Corpo de brasileira morta há 15 anos é achado na Argentina

Ele estava sob assoalho de apartamento em Buenos Aires; pianista era procurada pela Interpol e teria sido assassinada pelo marido

ARIEL PALACIOS , CORRESPONDENTE , BUENOS AIRES, O Estado de S.Paulo

14 de abril de 2012 | 03h01

O corpo de uma pianista brasileira desaparecida há 15 anos - e há pelo menos uma década procurada pela Interpol - foi encontrado na tarde de ontem em Buenos Aires. Ele estava sob o assoalho de um apartamento no primeiro andar de um prédio em pleno centro portenho, na Avenida Corrientes, 951, a meio quarteirão do Obelisco, o monumento-símbolo da capital argentina.

O apartamento fica entre as Ruas Cerrito e Suipacha, área onde se concentra grande parte dos teatros da capital argentina. O setor, com grande movimento de pedestres, é frequentado por portenhos e turistas. Mas os prédios residenciais da área são considerados decadentes.

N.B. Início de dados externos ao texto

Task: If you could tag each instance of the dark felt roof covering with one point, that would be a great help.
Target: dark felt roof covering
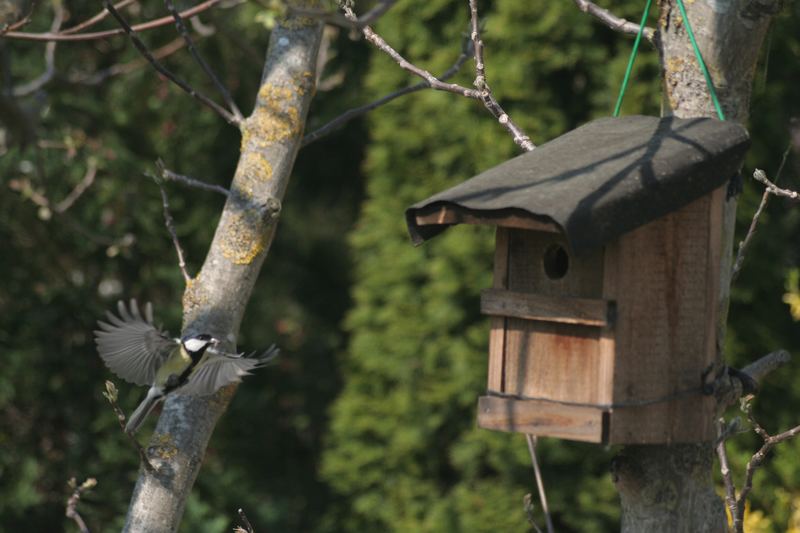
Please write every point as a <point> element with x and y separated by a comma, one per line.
<point>603,179</point>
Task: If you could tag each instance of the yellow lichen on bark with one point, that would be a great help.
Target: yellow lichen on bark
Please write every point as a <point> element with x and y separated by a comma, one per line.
<point>163,446</point>
<point>194,296</point>
<point>273,120</point>
<point>245,238</point>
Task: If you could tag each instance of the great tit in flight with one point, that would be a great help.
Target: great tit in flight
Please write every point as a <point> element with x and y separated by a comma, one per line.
<point>134,349</point>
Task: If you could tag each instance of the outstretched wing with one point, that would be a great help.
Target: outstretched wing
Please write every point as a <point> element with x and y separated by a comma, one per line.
<point>130,345</point>
<point>221,368</point>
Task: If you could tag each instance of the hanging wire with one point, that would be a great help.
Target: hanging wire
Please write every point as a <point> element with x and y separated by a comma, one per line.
<point>697,54</point>
<point>632,58</point>
<point>702,63</point>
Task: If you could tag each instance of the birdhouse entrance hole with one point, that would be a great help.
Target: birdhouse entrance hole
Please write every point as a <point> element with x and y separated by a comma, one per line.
<point>555,261</point>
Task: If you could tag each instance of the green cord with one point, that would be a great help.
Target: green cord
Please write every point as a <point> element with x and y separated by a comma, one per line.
<point>632,59</point>
<point>702,63</point>
<point>699,56</point>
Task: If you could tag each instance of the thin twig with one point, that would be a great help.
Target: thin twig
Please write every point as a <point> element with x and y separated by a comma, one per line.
<point>356,112</point>
<point>485,96</point>
<point>740,254</point>
<point>200,61</point>
<point>88,23</point>
<point>111,394</point>
<point>149,25</point>
<point>614,22</point>
<point>71,510</point>
<point>173,234</point>
<point>169,175</point>
<point>485,93</point>
<point>406,65</point>
<point>49,58</point>
<point>756,461</point>
<point>539,482</point>
<point>727,477</point>
<point>95,78</point>
<point>336,19</point>
<point>760,175</point>
<point>140,46</point>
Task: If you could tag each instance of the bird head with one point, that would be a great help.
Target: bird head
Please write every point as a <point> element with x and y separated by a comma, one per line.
<point>197,344</point>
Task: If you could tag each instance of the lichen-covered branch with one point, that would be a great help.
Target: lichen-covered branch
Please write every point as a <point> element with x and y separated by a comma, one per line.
<point>215,300</point>
<point>613,21</point>
<point>482,91</point>
<point>730,46</point>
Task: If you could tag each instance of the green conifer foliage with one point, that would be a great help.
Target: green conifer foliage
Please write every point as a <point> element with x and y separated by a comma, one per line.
<point>403,449</point>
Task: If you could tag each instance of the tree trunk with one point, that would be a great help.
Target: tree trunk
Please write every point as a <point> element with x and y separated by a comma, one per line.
<point>215,300</point>
<point>670,488</point>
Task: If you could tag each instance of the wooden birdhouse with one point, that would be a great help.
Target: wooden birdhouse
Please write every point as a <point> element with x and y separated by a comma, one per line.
<point>606,278</point>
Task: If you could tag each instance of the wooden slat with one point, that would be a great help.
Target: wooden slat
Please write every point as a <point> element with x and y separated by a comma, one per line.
<point>541,418</point>
<point>497,335</point>
<point>666,290</point>
<point>452,215</point>
<point>566,310</point>
<point>555,360</point>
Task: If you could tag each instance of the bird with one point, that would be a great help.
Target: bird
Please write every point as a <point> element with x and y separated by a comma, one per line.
<point>134,349</point>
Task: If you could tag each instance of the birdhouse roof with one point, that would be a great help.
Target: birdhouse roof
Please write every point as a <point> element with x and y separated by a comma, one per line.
<point>596,182</point>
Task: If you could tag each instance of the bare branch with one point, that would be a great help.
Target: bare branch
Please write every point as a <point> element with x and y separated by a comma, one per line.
<point>760,175</point>
<point>144,26</point>
<point>111,395</point>
<point>531,439</point>
<point>727,476</point>
<point>356,112</point>
<point>71,511</point>
<point>406,65</point>
<point>756,461</point>
<point>614,22</point>
<point>200,61</point>
<point>485,93</point>
<point>95,78</point>
<point>527,502</point>
<point>88,23</point>
<point>173,234</point>
<point>740,254</point>
<point>169,175</point>
<point>49,58</point>
<point>248,527</point>
<point>140,46</point>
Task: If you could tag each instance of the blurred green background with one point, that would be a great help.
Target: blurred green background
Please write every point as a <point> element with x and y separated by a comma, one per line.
<point>368,421</point>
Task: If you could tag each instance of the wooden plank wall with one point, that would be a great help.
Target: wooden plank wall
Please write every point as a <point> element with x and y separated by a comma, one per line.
<point>664,279</point>
<point>562,362</point>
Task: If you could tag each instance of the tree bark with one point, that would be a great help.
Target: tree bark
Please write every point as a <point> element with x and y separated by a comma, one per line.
<point>670,488</point>
<point>215,300</point>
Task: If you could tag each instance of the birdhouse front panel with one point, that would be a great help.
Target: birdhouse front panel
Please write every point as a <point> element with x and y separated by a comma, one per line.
<point>607,269</point>
<point>550,344</point>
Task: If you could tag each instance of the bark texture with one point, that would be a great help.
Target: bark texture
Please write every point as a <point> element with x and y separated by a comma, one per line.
<point>670,488</point>
<point>215,300</point>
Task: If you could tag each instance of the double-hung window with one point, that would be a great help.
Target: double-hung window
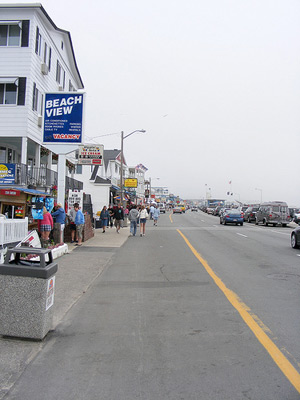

A polícia, que não divulgou o nome da brasileira, indicou que ela teria sido assassinada em 1997 por seu marido, um argentino. O homem morreu três anos depois do desaparecimento da pianista, aos 60 anos, por problemas pulmonares. A Polícia Federal argentina realizará exames de DNA para comprovar a identidade da vítima.

Após a morte do argentino, o apartamento foi vendido em 2001 aos atuais donos. Os restos mortais da pianista - que tinha 50 anos na época da morte - foram encontrados por um grupo de operários que estavam levantando o assoalho de um dos quartos do apartamento. Ao verem os ossos, os pedreiros se assustaram e chamaram a polícia.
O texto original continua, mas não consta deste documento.